Now the main event. We’ll create a new DigitalOcean droplet running docker. Sign in to DigitalOcean and choose “create droplet”.

creating a droplet

From the “choose an image” menu select “One-click apps”. Then choose “Docker 17.12.0 on 16.04”. This will create a docker droplet running Ubuntu 16.04 with Docker pre-installed.1

Choosing a Docker image

Next, you’ll choose a droplet size. For our purposes let’s choose the 2 vcpu dedicated instance. This will have some oomph to play around with but without costing us too much for the purposes of the tutorial

droplet size options

Then, choose your datacenter region. You can choose whichever you like, though some options are only available in certain regions.

Finally, make sure to “include the SSH key” you created in step 2. Name your droplet however you like and click “Create”.

adding keys

Step 4: Running RStudio remotely

droplet

Once your droplet is created, copy its address to your clipboard by clicking on it. Now switch back over to terminal and run (being sure to use your droplet’s ip address):

ssh root@138.68.6.84

Then type yes at the prompt. This will give you a shell prompt on your remote DigitalOcean server as the root user. Now, you can start your docker container exactly as you would on your local computer.2 Run:

docker run -d -p 8787:8787 -e USER=yourName -e PASSWORD=secretPassword -e ROOT=TRUE rocker/tidyverse:3.4.3

Hop on your browser and point it to your droplet’s ip address and port 8787. As I made this tutorial mine was 138.68.1.215:8787. You should be greeted with the RStudio sign-in page.

Do note that using an original password (and possibly username) is much more important now that you’re working on a remote server. Anyone in the world can type in that ip address and port and potentially access your droplet, so you want to ensure there’s real protection.

Now that you’ve got RStudio running remotely, there are a few different ways to get your files onto it. The most direct is to upload them from the files window in the web interface. You can also securely copy them using ssh and the scp command.

uploading files to rstudio

My personal preference is to interface with github. I save all my R projects as github repositories, and clone whatever I’m working on to the remote machine. You can do this through command-line, or directly in the rstudio interface: Go to File -> New Project -> Version Control -> Git and enter the repository name. After you enter your username and password, the files will be cloned to the remote machine and you can commit-push when you are done working.

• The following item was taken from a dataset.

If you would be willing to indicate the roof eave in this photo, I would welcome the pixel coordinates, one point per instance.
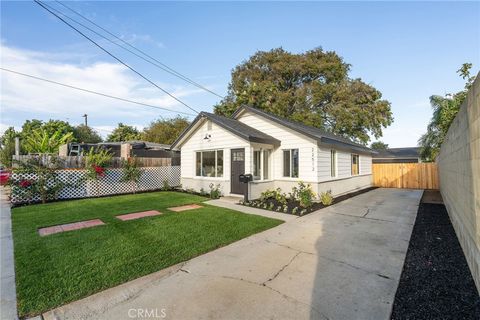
(348, 146)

Step 5: Destroying the droplet

Once you’re done working you’ll want to “destroy” the droplet so that you are no longer billed for it. This sounds dramatic but I think it’s so-named to ensure you won’t forget to save your work from the droplet to your local machine or to a repository like github. To destroy the droplet, navigate to its page on the DigitalOcean website and choose “Destroy”.

droplet

Creature comforts

Working from within a Docker container offers some great advantages, but it can also have some drawbacks. Because reproducibility demands the container be available to anyone, there’s a limit to the amount of customization that we should build into the container itself. For instance, we should never put any passwords, keys, authentication info, etc. into a Docker container. Here I’ll show how we can add some creature comforts to our RStudio environment within our docker container, without compromising security or preventing others from using it easily.

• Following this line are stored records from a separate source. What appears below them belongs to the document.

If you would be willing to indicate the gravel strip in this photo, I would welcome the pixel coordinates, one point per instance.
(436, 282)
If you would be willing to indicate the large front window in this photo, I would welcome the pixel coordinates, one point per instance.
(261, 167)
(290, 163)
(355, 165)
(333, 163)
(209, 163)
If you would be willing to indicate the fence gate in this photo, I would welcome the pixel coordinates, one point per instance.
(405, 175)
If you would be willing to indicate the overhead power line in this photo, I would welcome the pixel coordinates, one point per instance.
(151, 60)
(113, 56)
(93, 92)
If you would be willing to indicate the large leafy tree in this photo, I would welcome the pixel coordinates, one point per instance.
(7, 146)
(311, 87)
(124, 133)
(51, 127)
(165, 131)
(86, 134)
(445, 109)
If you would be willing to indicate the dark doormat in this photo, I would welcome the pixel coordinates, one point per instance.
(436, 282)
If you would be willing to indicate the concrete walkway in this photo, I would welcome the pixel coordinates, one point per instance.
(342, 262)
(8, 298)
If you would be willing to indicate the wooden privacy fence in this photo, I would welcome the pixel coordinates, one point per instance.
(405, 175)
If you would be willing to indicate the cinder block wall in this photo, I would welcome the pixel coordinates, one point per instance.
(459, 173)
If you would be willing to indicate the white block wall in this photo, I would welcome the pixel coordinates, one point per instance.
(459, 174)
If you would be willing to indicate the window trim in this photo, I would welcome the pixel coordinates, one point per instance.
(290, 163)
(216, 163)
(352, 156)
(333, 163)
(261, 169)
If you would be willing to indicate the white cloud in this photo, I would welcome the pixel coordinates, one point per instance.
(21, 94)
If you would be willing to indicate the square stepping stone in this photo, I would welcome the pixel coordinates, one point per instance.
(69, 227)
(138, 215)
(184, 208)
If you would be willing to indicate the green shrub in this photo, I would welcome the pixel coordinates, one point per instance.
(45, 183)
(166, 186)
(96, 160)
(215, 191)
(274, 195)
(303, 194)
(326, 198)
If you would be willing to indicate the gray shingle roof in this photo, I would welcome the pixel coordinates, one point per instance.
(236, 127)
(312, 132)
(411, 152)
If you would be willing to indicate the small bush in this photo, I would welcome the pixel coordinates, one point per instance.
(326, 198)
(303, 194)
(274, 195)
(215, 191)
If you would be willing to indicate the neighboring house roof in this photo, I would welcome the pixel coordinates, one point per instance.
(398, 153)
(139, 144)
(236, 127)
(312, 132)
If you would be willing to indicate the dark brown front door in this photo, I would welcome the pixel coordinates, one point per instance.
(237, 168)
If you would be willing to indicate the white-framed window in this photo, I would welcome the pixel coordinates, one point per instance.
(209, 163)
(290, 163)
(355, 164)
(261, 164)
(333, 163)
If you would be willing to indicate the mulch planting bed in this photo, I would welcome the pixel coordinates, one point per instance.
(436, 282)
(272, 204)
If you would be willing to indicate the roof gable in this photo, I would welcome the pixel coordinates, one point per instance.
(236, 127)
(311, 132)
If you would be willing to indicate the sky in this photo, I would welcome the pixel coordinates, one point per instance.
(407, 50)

Setting up git username and password

Using the git and github integration in RStudio server requires telling git how to sign commits. As is, this means running the following commands at the shell every time we create a new docker container:

git config --global user.name "Your Name"
git config --global user.email "yourEmail@gmail.com"

That’s a pain.

We’ll fix this by adding a script to the /init startup directory of our Rocker-based RStudio container that will perform this step for us. Rather than hard-coding our name and email–which could make this difficult for others to use, we’ll pass that info in as an an environment variable.

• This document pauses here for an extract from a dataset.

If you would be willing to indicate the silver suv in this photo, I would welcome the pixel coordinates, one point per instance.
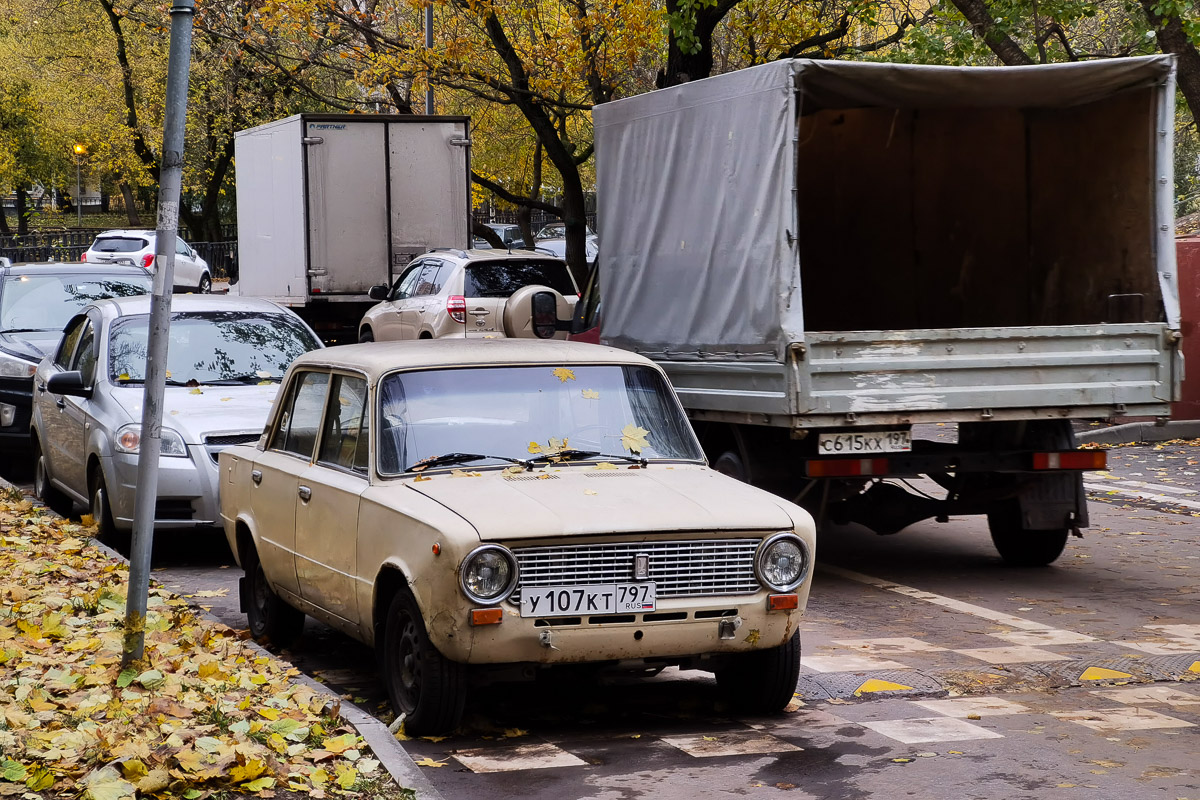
(467, 293)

Here’s the script we’ll create in our docker project folder (the same folder with the Dockerfile) as git_config.sh:

#!/usr/bin/with-contenv bash

GIT_USER=${GIT_USER:=none}
GIT_EMAIL=${GIT_EMAIL:=none}

if [ "$GIT_USER" != none ]; then
	echo -e "[user]\n\tname=$GIT_USER\n\temail=$GIT_EMAIL" > /home/rstudio/.gitconfig
fi

Then, we’ll modify our Dockerfile to add this file to the appropriate startup directory. Here’s how we’d modify the Dockerfile I created in part 2 of this tutorial:

####### Dockerfile #######
FROM rocker/tidyverse:3.4.3

ENV DEBIAN_FRONTEND noninteractive

COPY git_config.sh /etc/cont-init.d/gitconfig

RUN apt-get update -qq && apt-get -y --no-install-recommends install \
	libglu1-mesa-dev \
&& install2.r --error \
    --deps TRUE \
    lme4 \
    car

Copying this script into /etc/cont-init.d sets it to run at startup. The script looks for environment variables GIT_USER and GIT_EMAIL and if they exist it runs the commands for us. When we start the docker container we can pass in that info with -e flags and it will set things up for us.

Changing themes

Personally, I like using the “Solarized Dark” theme in RStudio. Rather than manually changing the themes each time we run the container, we can also make these changes using environment variables.

To do so, create a set_theme.sh script in the docker project directory, with the following content:

#!/usr/bin/with-contenv bash

THEME=${THEME:=none}

if [ "$THEME" != none ]; then
	mkdir -p /home/rstudio/.rstudio/monitored/user-settings
	echo "uiPrefs={\"theme\" : \"$THEME\"}" > \
	/home/rstudio/.rstudio/monitored/user-settings/user-settings
	chown -R rstudio /home/rstudio
fi

Then, just like before we add another line to the dockerfile:

####### Dockerfile #######
FROM rocker/tidyverse:3.4.3

ENV DEBIAN_FRONTEND noninteractive

COPY git_config.sh /etc/cont-init.d/gitconfig
COPY set_theme.sh /etc/cont-init.d/theme

RUN apt-get update -qq && apt-get -y --no-install-recommends install \
	libglu1-mesa-dev \
&& install2.r --error \
    --deps TRUE \
    lme4 \
    car

Putting it all together

When you’ve got your scripts and dockerfile written correctly, add those scripts to the git repo, commit, and push to trigger the automated build. Once the image is ready, we can pass in our preferred defaults as environment variables to the docker run command.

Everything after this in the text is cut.